Différences de comportement
Travaillant sur la base de données et d’indicateurs provenant de grandes enquêtes suisses et internationales, notamment transversales et longitudinales, les auteurs ont observé les différences de comportements entre trois classes d’âge (18-39, 40-59, 60 et plus) dans les différentes dimensions de la société (répartition des biens sociaux, diversité culturelle, intégration sociale, régulation politique, société et environnement).
Les chercheurs ont constaté que les liens intergénérationnels sont de nos jours absents des relations amicales ou professionnelles, mais persistent de manière très forte dans la famille, où se côtoient plus de générations que dans le passé. La famille contemporaine est en effet moins horizontale (moins de frères, sœurs, cousins) mais plus verticale (plus de grands-parents et d’arrière-grands-parents présents) que par le passé.
Solidarité intergénérationnelle
La solidarité intergénérationnelle se vit ainsi exclusivement au sein du cercle familial. Beaucoup d’adultes s’occupent aujourd’hui soit d’un parent âgé, soit de petits-enfants, voire des deux. Au niveau matériel et toujours à l’intérieur de la parenté, on trouve une grande place pour les transferts financiers entre les générations, à travers les dons et les héritages. Mais en dehors de la famille, peu de relations existent entre les âges, séparés par des fossés culturels, qu’il s’agisse de croyance religieuse, de goûts musicaux ou de pratique sportive, par exemple.
Les surprises
Certaines constations surprennent. Ainsi, contrairement à une idée reçue, les 18-39 ans ne s’intéressent pas moins au débat politique que leurs aînés. Les jeunes sont même plus actifs que la génération de leurs parents ne l’était dans les années 70, et cette participation prend davantage des formes alternatives, marquées par leur centration thématique étroite, leur caractère informel, leur caractère court-terme et le mélange entre vie privée et politique.

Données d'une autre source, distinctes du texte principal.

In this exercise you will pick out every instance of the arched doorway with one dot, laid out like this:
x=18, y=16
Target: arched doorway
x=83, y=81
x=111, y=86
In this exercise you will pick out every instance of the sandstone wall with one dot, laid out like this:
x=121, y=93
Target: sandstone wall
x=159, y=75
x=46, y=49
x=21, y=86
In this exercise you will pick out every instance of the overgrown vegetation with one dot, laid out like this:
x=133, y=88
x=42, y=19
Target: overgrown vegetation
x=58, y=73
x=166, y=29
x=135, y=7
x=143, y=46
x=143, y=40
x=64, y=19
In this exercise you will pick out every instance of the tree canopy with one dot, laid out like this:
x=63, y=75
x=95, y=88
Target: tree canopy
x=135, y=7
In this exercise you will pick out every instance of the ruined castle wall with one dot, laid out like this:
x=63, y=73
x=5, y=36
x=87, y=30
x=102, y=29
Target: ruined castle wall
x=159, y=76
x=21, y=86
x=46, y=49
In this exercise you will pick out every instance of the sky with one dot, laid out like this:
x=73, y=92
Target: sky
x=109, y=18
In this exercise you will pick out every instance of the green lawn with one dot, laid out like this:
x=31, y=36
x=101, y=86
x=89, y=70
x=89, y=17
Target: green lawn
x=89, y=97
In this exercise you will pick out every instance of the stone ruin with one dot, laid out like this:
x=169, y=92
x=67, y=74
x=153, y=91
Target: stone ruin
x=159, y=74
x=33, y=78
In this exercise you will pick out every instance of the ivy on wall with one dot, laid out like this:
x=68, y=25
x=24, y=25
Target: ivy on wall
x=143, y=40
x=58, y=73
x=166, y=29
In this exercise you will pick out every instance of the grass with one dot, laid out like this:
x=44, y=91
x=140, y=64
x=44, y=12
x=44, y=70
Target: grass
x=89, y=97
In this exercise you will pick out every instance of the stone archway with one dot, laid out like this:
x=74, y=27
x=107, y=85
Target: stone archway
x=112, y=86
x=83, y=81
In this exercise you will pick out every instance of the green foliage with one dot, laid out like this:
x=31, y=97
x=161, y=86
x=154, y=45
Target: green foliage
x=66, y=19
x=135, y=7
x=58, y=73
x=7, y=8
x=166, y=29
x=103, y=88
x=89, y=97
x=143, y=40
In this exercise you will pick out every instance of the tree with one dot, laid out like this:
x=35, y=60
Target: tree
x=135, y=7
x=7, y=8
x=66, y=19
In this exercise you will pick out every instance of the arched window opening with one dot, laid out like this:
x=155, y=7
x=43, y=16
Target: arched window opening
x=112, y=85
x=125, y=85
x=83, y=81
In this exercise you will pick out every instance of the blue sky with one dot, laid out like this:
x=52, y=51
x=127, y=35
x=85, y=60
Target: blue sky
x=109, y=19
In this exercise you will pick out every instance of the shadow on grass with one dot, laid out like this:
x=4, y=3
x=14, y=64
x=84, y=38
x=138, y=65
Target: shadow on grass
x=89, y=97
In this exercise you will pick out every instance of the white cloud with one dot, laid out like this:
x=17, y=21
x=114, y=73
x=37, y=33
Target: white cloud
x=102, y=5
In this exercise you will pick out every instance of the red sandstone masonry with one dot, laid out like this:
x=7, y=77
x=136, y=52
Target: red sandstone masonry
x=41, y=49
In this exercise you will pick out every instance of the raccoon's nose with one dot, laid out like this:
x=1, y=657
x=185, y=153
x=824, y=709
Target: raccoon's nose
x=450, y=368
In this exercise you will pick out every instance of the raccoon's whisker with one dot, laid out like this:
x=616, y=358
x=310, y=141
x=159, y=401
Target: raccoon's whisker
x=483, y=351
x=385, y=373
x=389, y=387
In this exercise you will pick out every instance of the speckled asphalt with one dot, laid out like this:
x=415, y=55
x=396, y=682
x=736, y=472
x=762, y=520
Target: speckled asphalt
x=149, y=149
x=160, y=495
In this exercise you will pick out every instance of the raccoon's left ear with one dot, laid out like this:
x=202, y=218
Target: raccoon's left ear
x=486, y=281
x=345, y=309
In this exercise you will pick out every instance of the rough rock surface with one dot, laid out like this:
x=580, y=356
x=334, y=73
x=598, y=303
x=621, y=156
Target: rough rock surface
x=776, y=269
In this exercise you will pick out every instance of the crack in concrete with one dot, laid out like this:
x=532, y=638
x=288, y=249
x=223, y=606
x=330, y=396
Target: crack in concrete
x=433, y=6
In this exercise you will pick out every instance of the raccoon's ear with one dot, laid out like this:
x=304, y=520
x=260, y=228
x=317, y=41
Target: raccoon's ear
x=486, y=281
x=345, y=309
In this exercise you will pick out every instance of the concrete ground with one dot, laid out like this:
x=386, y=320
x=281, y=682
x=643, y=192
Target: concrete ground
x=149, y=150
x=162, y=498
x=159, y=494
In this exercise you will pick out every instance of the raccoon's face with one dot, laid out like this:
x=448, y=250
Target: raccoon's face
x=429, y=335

Autre curiosité, si les jeunes sont davantage préoccupés par les questions d’environnement, leurs comportements sont cependant moins verts que ceux des seniors. Il y a là un « paradoxe générationnel entre la pensée et l’action », écrivent les auteurs, qui s’explique d’une part par la mobilité qu’impose la modernité, et de l’autre par la socialisation propre à la génération des plus de 60 ans, davantage dictée par l’économie que par l’écologie.
Jeunes et vieux méfiants
On peut encore citer la question de la méfiance entre les générations. Si les seniors se disent plus inquiets en Suisse qu’ailleurs de la menace à l’ordre public que pourraient poser les jeunes, ces derniers quant à eux dénoncent les injustices et le manque de respect dont ils s’estiment victimes, notamment dans l’accès à l’emploi. La situation des plus âgés n’est pourtant guère plus enviable dans le monde du travail, mais l’idée prévaut que les seniors sont mieux protégés par l’Etat-Providence, puisqu’ils toucheront bientôt leur retraite.
Les auteurs concluent sur le fait que « certaines fonctions essentielles de notre société – telles que la transmission du savoir ou l’aide réciproque en période de vulnérabilité et de dépendance – ne peuvent être remplies que si l’échange entre les générations se fait et perdure. » Ils relèvent cependant que « la solidarité entre générations est (aussi) une solidarité de classes » et que « le genre, la formation ou le revenu sont souvent plus importants que notre âge ou notre appartenance à une génération ». L’analyse ne peut donc pas s’abstraire de ces autres facteurs, qui s’inscrivent dans une « logique cumulative ou compensatoire ».
Felix Bühlmann, Céline Schmid Botkine, Peter Farago, François Höpflinger, Dominique Joye, René Levy, Pasqualina Perrig-Chiello, Christian Suter (éds): Rapport social 2012: Générations en jeu. Editions Seismo, Zurich 2012, 332 p.